Clean hands, sometimes called the clean hands doctrine, unclean hands doctrine, or dirty hands doctrine, is an equitable defense in which the defendant argues that the plaintiff is not entitled to obtain an equitable remedy because the plaintiff is acting unethically or has acted in bad faith with respect to the subject of the complaint—that is, with "unclean hands". The defendant has the burden of proof to show the plaintiff is not acting in good faith. The doctrine is often stated as "those seeking equity must do equity" or "equity must come with clean hands". This is a matter of protocol, characterised by A. P. Herbert in Uncommon Law by his fictional Judge Mildew saying (as Herbert says, "less elegantly"), "A dirty dog will not have justice by the court".

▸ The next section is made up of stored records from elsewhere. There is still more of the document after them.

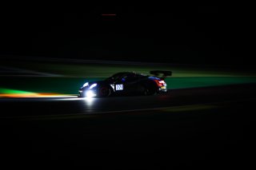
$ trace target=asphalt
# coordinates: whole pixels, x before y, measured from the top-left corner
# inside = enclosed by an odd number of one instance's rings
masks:
[[[2,164],[253,168],[255,94],[250,84],[150,97],[1,98]]]

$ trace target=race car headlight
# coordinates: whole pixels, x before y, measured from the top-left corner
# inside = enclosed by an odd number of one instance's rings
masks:
[[[94,87],[96,87],[96,86],[97,86],[97,83],[92,84],[92,85],[90,86],[89,89],[93,89]]]
[[[89,83],[88,83],[88,82],[86,82],[86,83],[82,85],[82,88],[84,88],[84,87],[88,86],[88,85],[89,85]]]
[[[93,90],[88,90],[86,92],[86,96],[89,98],[96,97],[95,93]]]

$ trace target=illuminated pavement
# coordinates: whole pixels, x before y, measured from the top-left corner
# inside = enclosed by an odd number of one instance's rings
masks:
[[[250,84],[174,89],[164,95],[106,98],[78,98],[76,96],[0,98],[1,117],[95,114],[191,105],[221,105],[254,98],[254,84]]]
[[[251,168],[255,94],[250,84],[153,97],[1,98],[2,164]]]

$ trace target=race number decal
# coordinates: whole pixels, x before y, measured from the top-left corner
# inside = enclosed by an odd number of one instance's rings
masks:
[[[123,85],[116,85],[115,90],[123,90]]]

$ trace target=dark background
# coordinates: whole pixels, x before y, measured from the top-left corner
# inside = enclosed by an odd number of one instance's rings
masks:
[[[2,6],[0,54],[251,65],[251,10],[185,5]]]

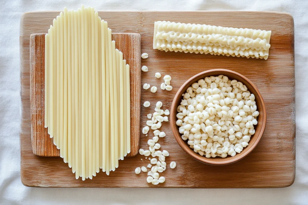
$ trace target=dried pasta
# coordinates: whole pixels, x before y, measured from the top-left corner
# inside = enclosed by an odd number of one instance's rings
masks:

A defendant's unclean hands can also be claimed and proven by the plaintiff to claim other equitable remedies and to prevent that defendant from asserting equitable affirmative defenses. In other words, 'unclean hands' can be used offensively by the plaintiff as well as defensively by the defendant. Historically, the doctrine of unclean hands can be traced as far back as the Fourth Lateran Council.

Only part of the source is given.